Glozr docs

Build your agent

Knowledge sources

Everything the agent knows about your business comes from sources you add to its knowledge base. Sources flow through a single ingestion pipeline — extraction, chunking, embedding — and then become retrievable context for every visitor message.

Source types

Glozr supports a wide range of source formats:

  • URL / Sitemap / Feed — web content crawled and extracted.
  • Text — direct paste of FAQs, snippets, or scripts.
  • Notion / Google Docs / Google Sheets — API-based document ingestion.
  • SQL — direct PDO read-only SELECT from MySQL or PostgreSQL databases.
  • Files — PDF, DOCX, XLSX uploads parsed via Cloudflare Workers AI.
  • WooCommerce — synced via the WordPress companion plugin.
  • Auto — pages visitors land on, queued by auto-index.

SQL database sources

SQL sources are powerful and the runtime enforces strict guardrails:

  • Hosts must pass SSRF validation — internal IPs (RFC1918, loopback, link-local) are blocked.
  • Queries are limited to SELECT statements only. Anything else is rejected before execution.
  • Connections run inside read-only transactions.
  • A 5,000-row cap per sync prevents resource exhaustion on accidental wide queries.
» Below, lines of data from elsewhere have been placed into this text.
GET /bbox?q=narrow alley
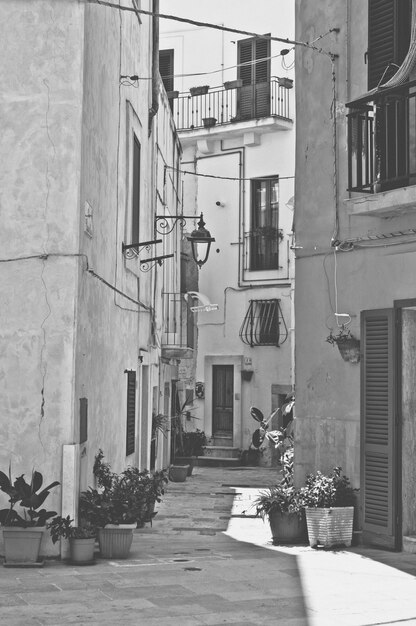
[1,466,416,626]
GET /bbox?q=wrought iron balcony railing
[161,292,194,357]
[171,78,292,131]
[347,80,416,193]
[243,228,284,271]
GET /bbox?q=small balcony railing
[161,292,194,357]
[347,80,416,193]
[171,78,292,131]
[244,228,283,271]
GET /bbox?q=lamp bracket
[139,253,174,273]
[155,214,199,236]
[122,238,162,259]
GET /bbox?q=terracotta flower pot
[69,537,96,564]
[168,465,190,482]
[268,510,307,545]
[2,527,45,565]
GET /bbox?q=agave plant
[0,468,60,527]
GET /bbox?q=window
[347,0,412,193]
[159,49,174,93]
[132,135,141,244]
[367,0,411,90]
[249,177,279,271]
[126,370,136,455]
[237,36,270,119]
[239,299,288,347]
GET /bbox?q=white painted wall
[161,1,295,463]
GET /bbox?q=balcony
[170,78,292,133]
[347,80,416,195]
[243,228,284,271]
[161,293,195,359]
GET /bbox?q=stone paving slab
[1,466,416,625]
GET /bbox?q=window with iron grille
[248,177,279,271]
[239,299,287,347]
[126,370,136,456]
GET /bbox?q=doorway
[212,365,234,441]
[361,300,416,550]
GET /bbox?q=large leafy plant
[47,515,96,543]
[79,451,168,528]
[0,469,60,527]
[300,467,356,508]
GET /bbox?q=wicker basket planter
[305,506,354,548]
[98,524,135,559]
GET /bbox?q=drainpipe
[148,0,159,136]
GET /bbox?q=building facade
[160,1,295,465]
[295,0,416,549]
[0,0,181,554]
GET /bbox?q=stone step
[204,446,241,459]
[197,456,241,468]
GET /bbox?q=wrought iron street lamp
[154,212,215,268]
[186,213,215,268]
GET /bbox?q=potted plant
[47,515,96,564]
[0,469,59,565]
[254,433,306,544]
[189,85,209,96]
[170,398,203,478]
[174,429,207,477]
[202,117,217,128]
[223,78,243,90]
[254,484,306,544]
[79,451,149,558]
[326,329,361,363]
[300,466,357,549]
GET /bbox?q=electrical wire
[129,52,293,82]
[164,164,294,182]
[85,0,338,59]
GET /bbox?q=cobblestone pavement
[1,466,416,625]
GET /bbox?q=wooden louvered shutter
[361,309,399,549]
[254,38,270,117]
[159,49,174,93]
[368,0,411,89]
[126,370,136,456]
[237,37,270,120]
[237,38,254,120]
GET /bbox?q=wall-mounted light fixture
[155,212,215,268]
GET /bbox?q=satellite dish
[250,406,264,423]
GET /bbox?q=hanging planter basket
[326,330,361,363]
[337,337,361,363]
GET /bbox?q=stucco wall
[294,0,416,491]
[0,0,84,537]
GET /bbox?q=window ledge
[344,185,416,218]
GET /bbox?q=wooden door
[361,308,400,549]
[212,365,234,437]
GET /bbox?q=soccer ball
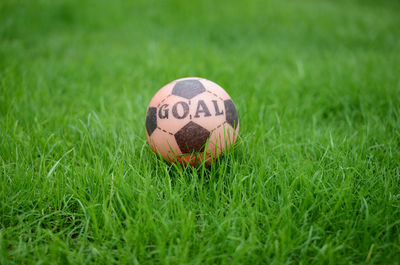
[145,77,239,165]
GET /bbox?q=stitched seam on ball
[210,121,227,132]
[206,90,224,101]
[209,121,229,147]
[157,126,174,135]
[157,94,172,108]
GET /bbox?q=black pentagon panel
[145,107,157,136]
[224,99,239,129]
[174,121,210,154]
[172,80,206,99]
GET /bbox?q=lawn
[1,0,400,264]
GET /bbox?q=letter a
[194,100,212,118]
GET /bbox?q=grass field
[1,0,400,264]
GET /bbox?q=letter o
[172,101,189,119]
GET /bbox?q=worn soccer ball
[145,77,239,165]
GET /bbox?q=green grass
[1,0,400,264]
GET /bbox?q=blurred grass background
[1,0,400,264]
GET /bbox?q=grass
[1,0,400,263]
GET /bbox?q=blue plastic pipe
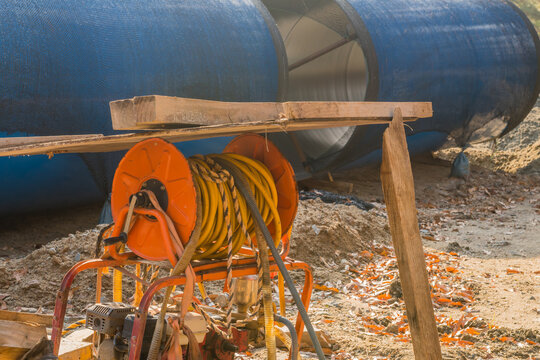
[333,0,540,171]
[0,0,286,215]
[263,0,539,177]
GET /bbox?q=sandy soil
[2,157,537,359]
[0,203,101,257]
[286,162,540,360]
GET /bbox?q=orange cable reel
[109,134,298,262]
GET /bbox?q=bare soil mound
[0,228,103,314]
[290,198,390,269]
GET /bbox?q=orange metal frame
[50,255,312,359]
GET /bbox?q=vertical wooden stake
[380,108,442,359]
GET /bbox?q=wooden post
[380,108,442,359]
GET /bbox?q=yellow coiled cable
[188,153,281,260]
[190,153,282,360]
[110,152,284,360]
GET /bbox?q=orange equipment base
[50,255,313,360]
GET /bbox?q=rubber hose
[195,153,277,359]
[275,315,299,360]
[275,326,292,352]
[188,154,281,260]
[215,158,326,360]
[113,268,122,302]
[278,273,286,316]
[112,196,137,303]
[147,184,203,360]
[134,264,143,306]
[255,226,277,360]
[149,154,278,358]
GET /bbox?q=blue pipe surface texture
[332,0,540,171]
[0,0,286,215]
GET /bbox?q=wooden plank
[380,108,442,360]
[0,112,425,158]
[0,310,53,327]
[110,95,432,130]
[283,101,430,122]
[0,346,28,359]
[58,340,93,360]
[111,96,281,129]
[0,135,103,147]
[0,319,47,349]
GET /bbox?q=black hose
[113,332,129,353]
[215,158,326,360]
[275,315,299,360]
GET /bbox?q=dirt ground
[0,101,538,359]
[0,203,101,257]
[283,161,539,360]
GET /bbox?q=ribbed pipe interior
[263,0,369,162]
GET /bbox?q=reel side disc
[111,138,197,261]
[223,133,298,236]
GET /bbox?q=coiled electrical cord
[112,151,307,360]
[147,153,283,360]
[190,153,280,360]
[188,153,281,260]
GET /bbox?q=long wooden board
[0,310,53,327]
[380,108,442,359]
[0,319,47,349]
[0,135,103,148]
[0,104,430,157]
[110,95,432,130]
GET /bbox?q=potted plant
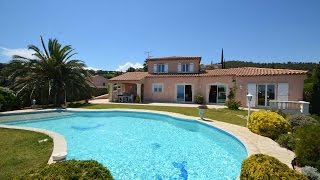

The host, port, database name, username, and password are stored encrypted via Laravel's encrypted:array cast (AES-256-GCM). Credentials are never returned to the dashboard after creation — you re-enter them to rotate.

Processing pipeline

Every source goes through the same three stages:

  1. Extraction — fetch / parse the raw content into clean text plus metadata (title, URL, locale).
  2. Chunking — a recursive splitter that prefers semantic boundaries: it splits on headings and blank lines first, then packs paragraphs up to ~2000 characters per chunk.
  3. Embedding — chunks are vectorized and upserted into the configured vector store (Cloudflare Vectorize or OpenAI / Postgres pgvector depending on the provider).

Limitations

  • Cloudflare Vectorize has eventual consistency — expect a 30–60 second propagation delay after a sync completes before chunks are retrievable.
  • Spreadsheet (XLSX) uploads require Cloudflare Workers AI. There is no local fallback parser today.
  • Re-syncing is currently manual. URL and database sources don't poll for changes — you trigger a resync from the Sources index when content changes.

Note. Sources can be previewed, reindexed, or deleted at any time from /app/agents/{id}/sources. Deleting a source removes its chunks from the vector store on the next sync sweep.